L’expérience internationale et le soutien des partenaires internationaux seront utiles, mais uniquement dans la mesure où ils permettront aux Camerounais de mieux se retrouver, de se parler librement et rechercher des compromis pour une paix durable. Rien ne doit être bâclé dans l’organisation de ce dialogue.

Sur le plan humanitaire, n’oublions pas le tableau dressé par Sir Lowcock, SGA aux affaires humanitaires de l’ONU lors de la réunion sous formule Arria du 13 mai dernier au Conseil de sécurité. Il a posé le cadre général de la crise humanitaire au Cameroun, faisant état de ce que «4,3 millions de personnes ont besoin d’une assistance humanitaire sur toute l’étendue du territoire (soit un Camerounais sur six) et dont près de la moitié seraient des enfants. Cette crise humanitaire résulterait autant de l’afflux de réfugiés centrafricains (270 000 personnes) dans la région de l’Est du Cameroun (région dont les populations locales vivaient déjà dans des conditions particulièrement précaires) que des effets induits de l’une des plus sévères crises humanitaires contemporaines connues, la crise du bassin du Lac Tchad, affectant près de 1,9 million de personnes dans l’Extrême-Nord du Cameroun (dont au moins 100 000 réfugiés nigérians).

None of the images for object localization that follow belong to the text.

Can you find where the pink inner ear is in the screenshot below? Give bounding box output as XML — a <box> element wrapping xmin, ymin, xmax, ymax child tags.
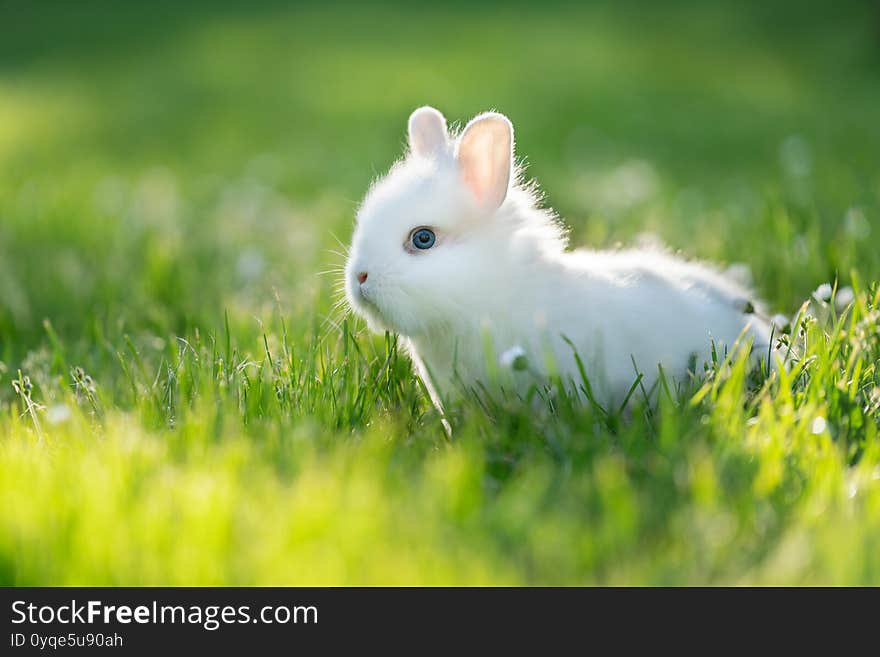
<box><xmin>460</xmin><ymin>132</ymin><xmax>494</xmax><ymax>202</ymax></box>
<box><xmin>458</xmin><ymin>120</ymin><xmax>511</xmax><ymax>210</ymax></box>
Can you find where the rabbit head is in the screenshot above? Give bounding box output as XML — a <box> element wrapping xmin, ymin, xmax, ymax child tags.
<box><xmin>345</xmin><ymin>106</ymin><xmax>565</xmax><ymax>338</ymax></box>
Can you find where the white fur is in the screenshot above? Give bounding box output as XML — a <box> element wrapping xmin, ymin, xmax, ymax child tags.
<box><xmin>346</xmin><ymin>107</ymin><xmax>775</xmax><ymax>410</ymax></box>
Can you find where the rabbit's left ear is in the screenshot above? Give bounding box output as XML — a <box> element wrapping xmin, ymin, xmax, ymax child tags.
<box><xmin>408</xmin><ymin>106</ymin><xmax>449</xmax><ymax>158</ymax></box>
<box><xmin>456</xmin><ymin>112</ymin><xmax>513</xmax><ymax>211</ymax></box>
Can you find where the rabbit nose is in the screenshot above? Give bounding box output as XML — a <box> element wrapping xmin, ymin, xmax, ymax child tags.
<box><xmin>357</xmin><ymin>272</ymin><xmax>368</xmax><ymax>285</ymax></box>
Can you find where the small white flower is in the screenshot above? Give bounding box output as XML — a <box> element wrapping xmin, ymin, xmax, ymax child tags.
<box><xmin>834</xmin><ymin>286</ymin><xmax>855</xmax><ymax>312</ymax></box>
<box><xmin>46</xmin><ymin>404</ymin><xmax>72</xmax><ymax>425</ymax></box>
<box><xmin>811</xmin><ymin>416</ymin><xmax>827</xmax><ymax>435</ymax></box>
<box><xmin>813</xmin><ymin>283</ymin><xmax>833</xmax><ymax>303</ymax></box>
<box><xmin>499</xmin><ymin>346</ymin><xmax>528</xmax><ymax>372</ymax></box>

En outre, la situation humanitaire au Nord-Ouest et au Sud-Ouest du Cameroun (NO-SO) a particulièrement retenu l’attention de Sir Lowcock, qui l’a décrite comme “plus alarmante que jamais”. Sur ce point précis, l’orateur a dressé le tableau suivant:

• environ 1,3 million de personnes sont en situation de péril humanitaire dans le NO-SO;

• plus d’un demi-million de ressortissants du NO-SO sont des déplacés internes;

• des milliers de maisons et des villages entiers ont été complètement détruits;

• des populations civiles sont prises pour cibles et sujettes à des arrestations et détentions arbitraires;

• près de 70 établissements scolaires détruits, 80% des écoles fermées et 600 000 enfants privés de scolarisation;

• au moins 70 attaques sur des infrastructures et personnels hospitaliers ont été perpétrées, dont trois hôpitaux brûlés et 40 % des infrastructures hospitalières rendues inopérantes;

• de nombreux cas d’agressions sexuelles reportés, dont certains sur des mineures de moins de 13 ans.

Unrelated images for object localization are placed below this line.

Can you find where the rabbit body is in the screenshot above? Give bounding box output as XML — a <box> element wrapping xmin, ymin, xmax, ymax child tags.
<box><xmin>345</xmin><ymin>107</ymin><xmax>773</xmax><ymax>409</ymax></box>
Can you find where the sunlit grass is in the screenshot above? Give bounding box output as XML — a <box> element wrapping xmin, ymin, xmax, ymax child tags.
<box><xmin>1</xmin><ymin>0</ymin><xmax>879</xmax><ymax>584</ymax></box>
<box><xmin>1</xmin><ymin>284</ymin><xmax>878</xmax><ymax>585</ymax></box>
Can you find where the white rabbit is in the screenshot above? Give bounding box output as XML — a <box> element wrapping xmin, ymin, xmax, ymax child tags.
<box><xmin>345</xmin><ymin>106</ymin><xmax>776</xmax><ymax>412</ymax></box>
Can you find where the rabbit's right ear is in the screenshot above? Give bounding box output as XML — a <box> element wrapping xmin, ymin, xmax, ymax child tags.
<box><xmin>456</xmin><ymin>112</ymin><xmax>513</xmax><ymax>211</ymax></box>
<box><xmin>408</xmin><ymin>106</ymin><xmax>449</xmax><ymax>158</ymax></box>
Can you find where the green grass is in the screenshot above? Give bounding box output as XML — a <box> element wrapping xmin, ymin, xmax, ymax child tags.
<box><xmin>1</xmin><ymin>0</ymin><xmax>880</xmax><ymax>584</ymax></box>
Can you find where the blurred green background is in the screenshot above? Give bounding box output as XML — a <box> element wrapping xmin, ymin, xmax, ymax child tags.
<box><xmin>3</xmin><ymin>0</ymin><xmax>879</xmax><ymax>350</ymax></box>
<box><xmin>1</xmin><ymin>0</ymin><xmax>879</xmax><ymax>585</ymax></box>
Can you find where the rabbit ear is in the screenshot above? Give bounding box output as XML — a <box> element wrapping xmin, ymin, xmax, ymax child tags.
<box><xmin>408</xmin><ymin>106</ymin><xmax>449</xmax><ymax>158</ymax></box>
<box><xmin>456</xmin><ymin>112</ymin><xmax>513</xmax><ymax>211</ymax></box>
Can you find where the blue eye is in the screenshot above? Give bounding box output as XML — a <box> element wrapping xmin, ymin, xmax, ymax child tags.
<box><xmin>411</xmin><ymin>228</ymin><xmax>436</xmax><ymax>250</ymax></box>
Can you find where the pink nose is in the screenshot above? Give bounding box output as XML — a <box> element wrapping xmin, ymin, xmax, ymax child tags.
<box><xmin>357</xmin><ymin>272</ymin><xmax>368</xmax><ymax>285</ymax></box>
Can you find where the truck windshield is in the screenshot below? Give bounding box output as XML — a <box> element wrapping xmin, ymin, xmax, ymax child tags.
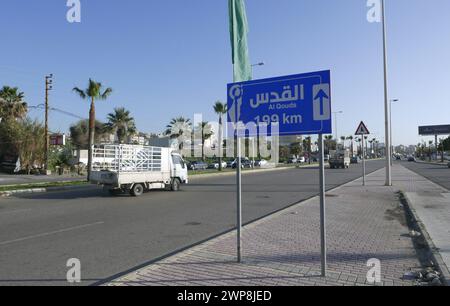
<box><xmin>172</xmin><ymin>155</ymin><xmax>185</xmax><ymax>168</ymax></box>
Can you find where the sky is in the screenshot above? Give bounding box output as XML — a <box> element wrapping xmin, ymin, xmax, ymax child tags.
<box><xmin>0</xmin><ymin>0</ymin><xmax>449</xmax><ymax>146</ymax></box>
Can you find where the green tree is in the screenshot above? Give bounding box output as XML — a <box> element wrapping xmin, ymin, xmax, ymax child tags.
<box><xmin>73</xmin><ymin>79</ymin><xmax>112</xmax><ymax>180</ymax></box>
<box><xmin>105</xmin><ymin>107</ymin><xmax>137</xmax><ymax>144</ymax></box>
<box><xmin>0</xmin><ymin>86</ymin><xmax>28</xmax><ymax>121</ymax></box>
<box><xmin>18</xmin><ymin>119</ymin><xmax>45</xmax><ymax>173</ymax></box>
<box><xmin>213</xmin><ymin>101</ymin><xmax>227</xmax><ymax>171</ymax></box>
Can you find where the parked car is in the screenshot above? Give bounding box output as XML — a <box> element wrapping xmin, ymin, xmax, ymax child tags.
<box><xmin>287</xmin><ymin>158</ymin><xmax>298</xmax><ymax>164</ymax></box>
<box><xmin>231</xmin><ymin>158</ymin><xmax>253</xmax><ymax>169</ymax></box>
<box><xmin>188</xmin><ymin>161</ymin><xmax>208</xmax><ymax>170</ymax></box>
<box><xmin>208</xmin><ymin>160</ymin><xmax>227</xmax><ymax>169</ymax></box>
<box><xmin>298</xmin><ymin>156</ymin><xmax>306</xmax><ymax>163</ymax></box>
<box><xmin>407</xmin><ymin>156</ymin><xmax>416</xmax><ymax>162</ymax></box>
<box><xmin>447</xmin><ymin>161</ymin><xmax>450</xmax><ymax>168</ymax></box>
<box><xmin>350</xmin><ymin>156</ymin><xmax>359</xmax><ymax>164</ymax></box>
<box><xmin>254</xmin><ymin>159</ymin><xmax>268</xmax><ymax>167</ymax></box>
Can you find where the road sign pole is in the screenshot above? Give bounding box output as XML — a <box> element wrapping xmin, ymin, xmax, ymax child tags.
<box><xmin>318</xmin><ymin>133</ymin><xmax>327</xmax><ymax>277</ymax></box>
<box><xmin>362</xmin><ymin>137</ymin><xmax>366</xmax><ymax>186</ymax></box>
<box><xmin>236</xmin><ymin>130</ymin><xmax>242</xmax><ymax>263</ymax></box>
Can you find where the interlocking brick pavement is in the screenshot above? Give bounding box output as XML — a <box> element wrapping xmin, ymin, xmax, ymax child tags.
<box><xmin>107</xmin><ymin>167</ymin><xmax>424</xmax><ymax>286</ymax></box>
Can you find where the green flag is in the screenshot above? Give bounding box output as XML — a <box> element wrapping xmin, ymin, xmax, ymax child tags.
<box><xmin>229</xmin><ymin>0</ymin><xmax>252</xmax><ymax>82</ymax></box>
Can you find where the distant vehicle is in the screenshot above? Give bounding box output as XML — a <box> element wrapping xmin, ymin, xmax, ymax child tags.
<box><xmin>255</xmin><ymin>159</ymin><xmax>268</xmax><ymax>167</ymax></box>
<box><xmin>90</xmin><ymin>144</ymin><xmax>188</xmax><ymax>197</ymax></box>
<box><xmin>407</xmin><ymin>156</ymin><xmax>416</xmax><ymax>162</ymax></box>
<box><xmin>324</xmin><ymin>154</ymin><xmax>330</xmax><ymax>162</ymax></box>
<box><xmin>226</xmin><ymin>160</ymin><xmax>234</xmax><ymax>168</ymax></box>
<box><xmin>329</xmin><ymin>150</ymin><xmax>350</xmax><ymax>169</ymax></box>
<box><xmin>287</xmin><ymin>158</ymin><xmax>298</xmax><ymax>164</ymax></box>
<box><xmin>447</xmin><ymin>161</ymin><xmax>450</xmax><ymax>168</ymax></box>
<box><xmin>298</xmin><ymin>156</ymin><xmax>306</xmax><ymax>163</ymax></box>
<box><xmin>188</xmin><ymin>161</ymin><xmax>208</xmax><ymax>171</ymax></box>
<box><xmin>208</xmin><ymin>160</ymin><xmax>227</xmax><ymax>169</ymax></box>
<box><xmin>231</xmin><ymin>158</ymin><xmax>253</xmax><ymax>169</ymax></box>
<box><xmin>350</xmin><ymin>156</ymin><xmax>359</xmax><ymax>164</ymax></box>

Au chapitre des initiatives de réponse humanitaire déjà opérationnelles, et pour la plupart mises en œuvre par des ONG locales, le haut responsable onusien a fait mention de nombre d’obstacles au déploiement de l’aide, notamment le régime de terreur instauré par les milices locales au travers des manœuvres d’intimidation et de sabotage.

Enfin, Sir Lowcock a indiqué que “le plus grand défi est le manque de financement”. L’ONU et les ONG sont à la recherche de 299 millions de dollars (environ 150 milliards de FCFA) pour adresser une réponse humanitaire adéquate à la crise en cours. À date, à peine 13 % des besoins financiers ont été réalisés.»

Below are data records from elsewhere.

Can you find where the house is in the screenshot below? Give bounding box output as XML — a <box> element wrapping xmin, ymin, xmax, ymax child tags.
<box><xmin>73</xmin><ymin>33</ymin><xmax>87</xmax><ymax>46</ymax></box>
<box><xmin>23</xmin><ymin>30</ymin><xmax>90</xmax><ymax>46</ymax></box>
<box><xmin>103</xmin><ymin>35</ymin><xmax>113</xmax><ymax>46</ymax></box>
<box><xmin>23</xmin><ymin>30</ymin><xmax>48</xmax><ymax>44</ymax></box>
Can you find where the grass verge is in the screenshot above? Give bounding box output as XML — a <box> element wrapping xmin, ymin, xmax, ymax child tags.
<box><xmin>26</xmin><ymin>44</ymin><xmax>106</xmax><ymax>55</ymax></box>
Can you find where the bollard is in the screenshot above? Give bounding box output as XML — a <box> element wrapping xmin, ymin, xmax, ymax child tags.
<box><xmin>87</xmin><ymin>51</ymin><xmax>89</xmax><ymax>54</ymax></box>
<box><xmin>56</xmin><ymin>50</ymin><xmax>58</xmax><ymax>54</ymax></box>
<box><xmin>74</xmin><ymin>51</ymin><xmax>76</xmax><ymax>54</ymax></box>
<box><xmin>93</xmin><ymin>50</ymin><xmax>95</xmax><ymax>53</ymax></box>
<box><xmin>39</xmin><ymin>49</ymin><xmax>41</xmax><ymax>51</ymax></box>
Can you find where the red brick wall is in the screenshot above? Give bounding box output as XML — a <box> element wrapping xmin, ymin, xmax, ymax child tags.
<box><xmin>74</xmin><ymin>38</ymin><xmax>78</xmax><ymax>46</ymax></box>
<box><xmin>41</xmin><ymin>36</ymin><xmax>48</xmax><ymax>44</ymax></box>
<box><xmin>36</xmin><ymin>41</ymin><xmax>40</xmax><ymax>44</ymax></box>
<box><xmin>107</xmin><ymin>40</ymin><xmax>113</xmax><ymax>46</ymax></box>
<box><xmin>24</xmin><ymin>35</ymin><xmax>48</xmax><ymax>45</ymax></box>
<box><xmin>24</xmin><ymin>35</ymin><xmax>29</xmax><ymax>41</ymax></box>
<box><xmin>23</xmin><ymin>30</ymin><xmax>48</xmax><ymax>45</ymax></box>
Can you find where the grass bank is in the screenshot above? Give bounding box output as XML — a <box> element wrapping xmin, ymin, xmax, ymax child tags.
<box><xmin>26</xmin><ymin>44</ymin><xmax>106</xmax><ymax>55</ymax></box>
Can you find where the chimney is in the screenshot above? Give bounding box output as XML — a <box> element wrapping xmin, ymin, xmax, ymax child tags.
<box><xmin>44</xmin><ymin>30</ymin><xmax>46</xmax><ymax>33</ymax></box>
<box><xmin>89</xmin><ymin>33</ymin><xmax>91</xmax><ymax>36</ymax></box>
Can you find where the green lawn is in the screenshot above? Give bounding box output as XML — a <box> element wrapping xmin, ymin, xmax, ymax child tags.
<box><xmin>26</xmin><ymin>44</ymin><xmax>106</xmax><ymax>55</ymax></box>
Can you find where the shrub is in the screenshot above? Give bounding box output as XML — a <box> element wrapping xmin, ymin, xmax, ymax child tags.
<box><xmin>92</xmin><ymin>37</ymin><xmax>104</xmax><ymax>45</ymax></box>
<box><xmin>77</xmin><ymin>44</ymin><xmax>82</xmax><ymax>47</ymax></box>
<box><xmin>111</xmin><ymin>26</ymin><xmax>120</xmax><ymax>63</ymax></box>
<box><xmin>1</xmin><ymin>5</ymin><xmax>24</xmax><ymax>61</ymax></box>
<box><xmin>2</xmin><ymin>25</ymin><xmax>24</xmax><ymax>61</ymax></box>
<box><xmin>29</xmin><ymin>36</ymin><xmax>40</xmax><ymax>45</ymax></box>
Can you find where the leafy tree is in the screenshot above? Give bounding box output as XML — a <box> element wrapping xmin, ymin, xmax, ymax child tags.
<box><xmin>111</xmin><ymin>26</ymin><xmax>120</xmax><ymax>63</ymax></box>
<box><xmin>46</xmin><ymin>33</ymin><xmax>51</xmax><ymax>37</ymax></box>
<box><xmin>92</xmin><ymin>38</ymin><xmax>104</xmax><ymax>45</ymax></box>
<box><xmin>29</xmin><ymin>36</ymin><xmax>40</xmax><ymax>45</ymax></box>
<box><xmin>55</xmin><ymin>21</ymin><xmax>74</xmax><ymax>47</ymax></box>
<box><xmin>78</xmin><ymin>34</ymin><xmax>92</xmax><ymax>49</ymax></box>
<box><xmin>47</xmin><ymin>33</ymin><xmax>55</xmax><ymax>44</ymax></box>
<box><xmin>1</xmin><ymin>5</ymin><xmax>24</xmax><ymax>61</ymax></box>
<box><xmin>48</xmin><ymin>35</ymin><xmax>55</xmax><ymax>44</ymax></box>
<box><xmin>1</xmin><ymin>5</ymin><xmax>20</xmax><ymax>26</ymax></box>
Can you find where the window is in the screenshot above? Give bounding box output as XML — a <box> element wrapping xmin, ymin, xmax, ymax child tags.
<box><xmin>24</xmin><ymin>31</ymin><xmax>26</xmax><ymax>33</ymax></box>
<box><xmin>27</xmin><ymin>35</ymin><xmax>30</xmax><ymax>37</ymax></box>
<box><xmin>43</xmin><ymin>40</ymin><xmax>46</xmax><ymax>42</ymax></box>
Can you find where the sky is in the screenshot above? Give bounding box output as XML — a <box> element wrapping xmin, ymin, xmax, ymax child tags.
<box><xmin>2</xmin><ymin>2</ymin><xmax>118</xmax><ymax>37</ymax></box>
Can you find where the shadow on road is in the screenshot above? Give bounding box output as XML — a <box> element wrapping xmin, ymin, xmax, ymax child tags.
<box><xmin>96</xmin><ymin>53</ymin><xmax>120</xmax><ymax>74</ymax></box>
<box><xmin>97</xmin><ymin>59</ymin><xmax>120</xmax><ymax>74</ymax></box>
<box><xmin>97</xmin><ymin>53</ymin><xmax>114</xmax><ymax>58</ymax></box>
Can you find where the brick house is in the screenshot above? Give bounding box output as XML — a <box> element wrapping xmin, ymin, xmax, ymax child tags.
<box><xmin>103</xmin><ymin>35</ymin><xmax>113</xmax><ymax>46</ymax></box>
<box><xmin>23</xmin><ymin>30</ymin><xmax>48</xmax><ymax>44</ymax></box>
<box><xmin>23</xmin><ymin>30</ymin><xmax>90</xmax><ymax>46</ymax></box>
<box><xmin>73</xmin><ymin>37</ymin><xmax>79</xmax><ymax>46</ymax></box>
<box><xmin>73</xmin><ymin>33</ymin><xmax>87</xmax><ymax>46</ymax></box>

Pour finir, permettez-moi de citer à nouveau Jacques Ellul qui disait «La question est la suivante: si une société se ferme, se durcit, s’unifie totalement, elle meurt. Si une société éclate en fractions multiples, incohérentes, ne se reconnaissant aucun rapport les unes aux autres, elle meurt aussi. Il s’agit que la société vive, avec sa contestation interne, qu’elle établisse un lien et un rapport avec les groupes déviants, de façon que ceux-ci aient quand même dans cette société une relation et une place. Et que la société évolue sous leur impulsion, positivement ou négativement, mais de telle façon que la vie soit possible pour les uns et les autres.»